Aujourd'hui, je vais vous parler de Joe Dassin, chanteur français qui manque à tous ses fans. Les grands chanteurs américains lui ont permis d'assurer la plénitude de son métier par leurs conseils et leurs exemples. Fanatique d'Elvis Presley “qui demeure le plus grand spécialiste de la scène”, il l'observe et affirme : “Dans le métier, savoir bien vieillir est une chose rare. Lui, c'est pire que tout, il rajeunit de jour en jour.” Et c'est ainsi bien entendu que Joe Dassin rêve de mener sa carrière.
Derrière le succès de ses disques, dans la coulisse de sa vie privée
qu'il tient à préserver soigneusement, Joe Dassin montre un caractère
exigeant et tolérant à la fois,
une perspicacité et une ouverture d'esprit sur le monde en général que
l'on ne rencontre pas toujours — tant s'en faut — sur la planète du show
business. Si les
chansons de Joe Dassin sont légères et distrayantes, les propos de
l'homme possèdent, eux, un poids plus éloquent. Et c'est sans doute à ce
fond de son caractère
qu'il doit une part importante de sa réussite, mais aussi la jalousie,
l'envie et les propos venimeux qui font les délices des entractes et des
loges.
“Il a une tête énorme !”, disent les uns, “Ses chansons sont
dégueulasses”, affirment les autres, “ses ventes sont truquées”,
chuchotent le chœur des pleureuses. A
ceux qui l'accusent de n'être qu'un amuseur et d'appartenir à la grande
confrérie des chanteurs qui ne vivent qu'en montrant leur derrière, il
répond — faisant allusion
à une célèbre affiche — : “Les fesses de Polnareff sont beaucoup moins
dangereuses pour l'avenir de l'humanité que les bouteilles en plastique
indestructibles”.
Ces propos nets et catégoriques qu'il tient en privé tranchent avec
l'image qu'il donne de lui. Dandy
vêtu de blanc, voix douce de chanteur de charme, rythmes vifs sans
agressivité, danseur et guitariste appliqué, il semble sortir d'une
bande dessinée aux couleurs
vives, bien léchées, destinées à idéaliser un monde où tout ne serait
que calme, douceur de vivre, charme et tendre ironie.
Mais cette image-là est un produit artistique, voulu, désiré, fabriqué
avec acharnement en surmontant les difficultés de la vie dont il ne
parle jamais dans ses
chansons. Le Joe Dassin tendre et pastellisé qui apaise pour un soir les
inquiétudes d'un public traumatisé par l'existence quotidienne est une
fabrication de l'homme
Joe Dassin qui possède une combativité bien réelle.

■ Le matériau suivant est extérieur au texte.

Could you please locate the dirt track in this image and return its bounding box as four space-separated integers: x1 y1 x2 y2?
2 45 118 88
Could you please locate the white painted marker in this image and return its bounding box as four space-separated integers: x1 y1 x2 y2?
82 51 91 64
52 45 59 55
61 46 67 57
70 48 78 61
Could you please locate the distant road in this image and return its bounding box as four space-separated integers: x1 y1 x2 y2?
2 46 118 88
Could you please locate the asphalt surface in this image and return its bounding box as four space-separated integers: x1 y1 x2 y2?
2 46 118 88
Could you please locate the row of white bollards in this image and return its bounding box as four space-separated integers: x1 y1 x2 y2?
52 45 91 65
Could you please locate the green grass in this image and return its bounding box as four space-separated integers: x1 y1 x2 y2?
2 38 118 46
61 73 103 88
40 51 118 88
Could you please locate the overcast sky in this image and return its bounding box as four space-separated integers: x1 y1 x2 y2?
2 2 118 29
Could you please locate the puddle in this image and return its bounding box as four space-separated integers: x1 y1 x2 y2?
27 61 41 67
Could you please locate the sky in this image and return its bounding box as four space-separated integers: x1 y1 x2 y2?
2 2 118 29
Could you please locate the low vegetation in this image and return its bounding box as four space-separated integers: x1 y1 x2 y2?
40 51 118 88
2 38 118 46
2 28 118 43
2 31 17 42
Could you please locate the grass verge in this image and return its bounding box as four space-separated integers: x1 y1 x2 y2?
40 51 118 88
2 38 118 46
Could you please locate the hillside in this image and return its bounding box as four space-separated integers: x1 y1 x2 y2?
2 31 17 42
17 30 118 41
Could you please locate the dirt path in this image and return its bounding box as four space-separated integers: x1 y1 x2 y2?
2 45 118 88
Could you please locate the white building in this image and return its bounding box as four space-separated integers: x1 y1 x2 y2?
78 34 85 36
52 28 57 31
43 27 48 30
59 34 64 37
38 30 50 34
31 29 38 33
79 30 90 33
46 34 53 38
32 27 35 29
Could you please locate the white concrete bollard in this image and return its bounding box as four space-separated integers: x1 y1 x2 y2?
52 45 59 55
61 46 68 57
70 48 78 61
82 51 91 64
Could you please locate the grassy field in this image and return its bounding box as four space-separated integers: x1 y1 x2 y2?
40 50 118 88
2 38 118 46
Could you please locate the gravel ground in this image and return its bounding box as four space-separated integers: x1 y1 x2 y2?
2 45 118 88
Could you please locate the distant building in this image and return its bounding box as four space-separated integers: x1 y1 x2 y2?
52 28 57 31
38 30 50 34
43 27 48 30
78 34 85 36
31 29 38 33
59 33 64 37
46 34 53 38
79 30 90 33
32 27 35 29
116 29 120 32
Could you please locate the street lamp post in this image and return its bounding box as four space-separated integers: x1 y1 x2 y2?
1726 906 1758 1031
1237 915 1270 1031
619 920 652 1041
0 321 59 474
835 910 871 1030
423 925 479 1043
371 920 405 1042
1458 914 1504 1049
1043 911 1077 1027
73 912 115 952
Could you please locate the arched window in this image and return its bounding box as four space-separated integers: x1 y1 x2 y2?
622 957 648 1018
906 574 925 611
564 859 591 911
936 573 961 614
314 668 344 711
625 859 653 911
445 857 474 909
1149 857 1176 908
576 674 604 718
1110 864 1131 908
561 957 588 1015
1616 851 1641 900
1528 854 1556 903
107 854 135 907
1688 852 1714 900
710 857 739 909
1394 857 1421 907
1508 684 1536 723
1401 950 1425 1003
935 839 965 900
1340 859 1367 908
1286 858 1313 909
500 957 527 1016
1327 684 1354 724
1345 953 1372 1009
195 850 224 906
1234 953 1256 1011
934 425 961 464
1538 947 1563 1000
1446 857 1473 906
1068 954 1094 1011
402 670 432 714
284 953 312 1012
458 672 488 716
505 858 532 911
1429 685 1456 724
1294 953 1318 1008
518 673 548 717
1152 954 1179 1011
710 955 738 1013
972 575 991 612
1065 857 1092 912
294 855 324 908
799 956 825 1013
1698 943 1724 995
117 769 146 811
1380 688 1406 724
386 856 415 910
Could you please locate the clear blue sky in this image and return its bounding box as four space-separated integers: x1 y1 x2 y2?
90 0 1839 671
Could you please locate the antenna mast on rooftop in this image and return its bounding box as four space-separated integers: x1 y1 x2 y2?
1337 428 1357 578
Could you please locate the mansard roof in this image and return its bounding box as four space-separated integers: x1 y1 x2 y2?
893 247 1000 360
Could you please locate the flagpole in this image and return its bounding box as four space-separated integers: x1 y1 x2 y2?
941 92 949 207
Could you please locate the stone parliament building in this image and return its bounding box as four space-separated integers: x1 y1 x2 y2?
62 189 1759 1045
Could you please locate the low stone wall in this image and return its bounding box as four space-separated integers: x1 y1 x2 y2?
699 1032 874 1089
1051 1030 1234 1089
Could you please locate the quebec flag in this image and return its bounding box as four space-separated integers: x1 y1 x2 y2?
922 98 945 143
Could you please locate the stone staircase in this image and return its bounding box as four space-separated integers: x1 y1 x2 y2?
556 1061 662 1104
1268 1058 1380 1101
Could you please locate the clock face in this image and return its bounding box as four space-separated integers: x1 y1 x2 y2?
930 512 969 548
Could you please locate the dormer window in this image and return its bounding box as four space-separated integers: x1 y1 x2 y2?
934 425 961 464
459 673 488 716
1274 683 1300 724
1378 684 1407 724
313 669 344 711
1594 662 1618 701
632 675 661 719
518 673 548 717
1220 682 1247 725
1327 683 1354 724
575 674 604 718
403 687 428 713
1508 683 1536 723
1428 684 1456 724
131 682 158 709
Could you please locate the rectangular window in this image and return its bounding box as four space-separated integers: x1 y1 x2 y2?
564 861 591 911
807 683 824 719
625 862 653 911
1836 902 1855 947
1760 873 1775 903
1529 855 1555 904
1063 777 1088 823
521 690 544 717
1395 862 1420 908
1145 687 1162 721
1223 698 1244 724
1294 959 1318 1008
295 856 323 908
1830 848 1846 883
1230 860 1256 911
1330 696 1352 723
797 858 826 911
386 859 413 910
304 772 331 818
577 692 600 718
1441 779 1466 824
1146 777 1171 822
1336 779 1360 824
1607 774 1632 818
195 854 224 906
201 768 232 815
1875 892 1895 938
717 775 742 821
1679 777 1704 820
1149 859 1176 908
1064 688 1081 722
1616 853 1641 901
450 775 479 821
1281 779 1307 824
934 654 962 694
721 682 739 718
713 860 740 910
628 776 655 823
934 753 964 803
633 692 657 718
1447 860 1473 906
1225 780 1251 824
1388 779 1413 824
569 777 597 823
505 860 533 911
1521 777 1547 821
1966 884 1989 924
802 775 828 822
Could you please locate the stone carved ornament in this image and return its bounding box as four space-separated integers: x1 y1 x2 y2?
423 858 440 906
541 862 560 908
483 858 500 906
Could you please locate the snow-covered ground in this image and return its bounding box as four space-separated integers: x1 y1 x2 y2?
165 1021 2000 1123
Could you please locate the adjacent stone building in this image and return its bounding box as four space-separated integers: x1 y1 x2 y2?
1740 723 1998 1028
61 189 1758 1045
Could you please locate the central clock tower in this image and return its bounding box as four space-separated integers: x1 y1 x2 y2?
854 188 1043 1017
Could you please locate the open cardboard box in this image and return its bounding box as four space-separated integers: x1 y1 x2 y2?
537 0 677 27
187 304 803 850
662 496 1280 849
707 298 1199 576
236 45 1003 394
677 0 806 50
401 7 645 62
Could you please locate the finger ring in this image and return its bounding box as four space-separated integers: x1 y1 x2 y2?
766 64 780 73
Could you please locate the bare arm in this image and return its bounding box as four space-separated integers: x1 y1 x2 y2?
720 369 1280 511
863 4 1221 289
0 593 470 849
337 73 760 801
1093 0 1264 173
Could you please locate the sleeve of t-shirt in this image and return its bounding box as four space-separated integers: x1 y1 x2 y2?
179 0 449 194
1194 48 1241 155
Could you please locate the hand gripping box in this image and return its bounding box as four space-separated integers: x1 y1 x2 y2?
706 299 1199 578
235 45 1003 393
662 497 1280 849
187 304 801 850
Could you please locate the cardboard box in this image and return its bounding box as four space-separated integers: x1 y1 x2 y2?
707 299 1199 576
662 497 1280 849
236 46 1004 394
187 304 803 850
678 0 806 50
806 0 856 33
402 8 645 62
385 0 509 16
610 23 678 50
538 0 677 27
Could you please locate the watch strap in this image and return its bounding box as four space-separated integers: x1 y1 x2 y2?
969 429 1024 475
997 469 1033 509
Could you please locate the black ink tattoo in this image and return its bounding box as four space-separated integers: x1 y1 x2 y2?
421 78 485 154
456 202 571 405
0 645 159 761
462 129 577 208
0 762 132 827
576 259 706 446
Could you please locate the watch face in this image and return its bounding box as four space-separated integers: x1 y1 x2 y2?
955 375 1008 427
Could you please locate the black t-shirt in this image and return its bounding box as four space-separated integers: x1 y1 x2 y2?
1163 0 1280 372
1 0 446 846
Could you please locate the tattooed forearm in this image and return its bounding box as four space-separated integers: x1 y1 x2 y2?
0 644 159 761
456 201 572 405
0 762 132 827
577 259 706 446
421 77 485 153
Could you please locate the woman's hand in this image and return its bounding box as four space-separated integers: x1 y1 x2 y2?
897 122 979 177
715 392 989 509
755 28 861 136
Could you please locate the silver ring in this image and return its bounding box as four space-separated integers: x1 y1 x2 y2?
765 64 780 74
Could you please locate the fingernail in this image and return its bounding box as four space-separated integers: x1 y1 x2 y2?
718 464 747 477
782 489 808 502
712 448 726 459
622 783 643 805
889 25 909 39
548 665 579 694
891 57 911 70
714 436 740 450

La preuve : son prochain projet était de Conquérir l'Amérique. Il y travaillait
assidument avec la même discipline, la même méthode, la même
professionnalité que mettrait
un homme d'affaires à conquérir un marché économique. Et cela aurait pu puisque déjà les producteurs américains rachetaient ses
chansons et ses
arrangements en pensant qu'il s'agissait de créations françaises alors que,
dans la plupart des cas, il s'agissait d'adaptations d'œuvres américaines.
"La Grande Madame Dassin" - tous les amis de Joe la nomment comme ça - est née à Nice. Elle a rencontré Joe Dassin en 1963 à Paris, et est devenue pas seulement la femme de sa vie, mais aussi sa "bonne étoile". Joe, qui avait beaucoup de talents, s'occupait de tout: il écrivait, il tournait des films, il doublait des films, mais il n'avait pas d'idée de devenir chanteur. Maryse, bien que séduite par la voix de Joe, n'avait pas envie de devenir une amie de chanteur. Pourtant, quand Joe, après l'échec de ses premiers disques, s'est mis sérieusement à s'imposer comme chanteur, elle a consacré sa vie à sa carrière.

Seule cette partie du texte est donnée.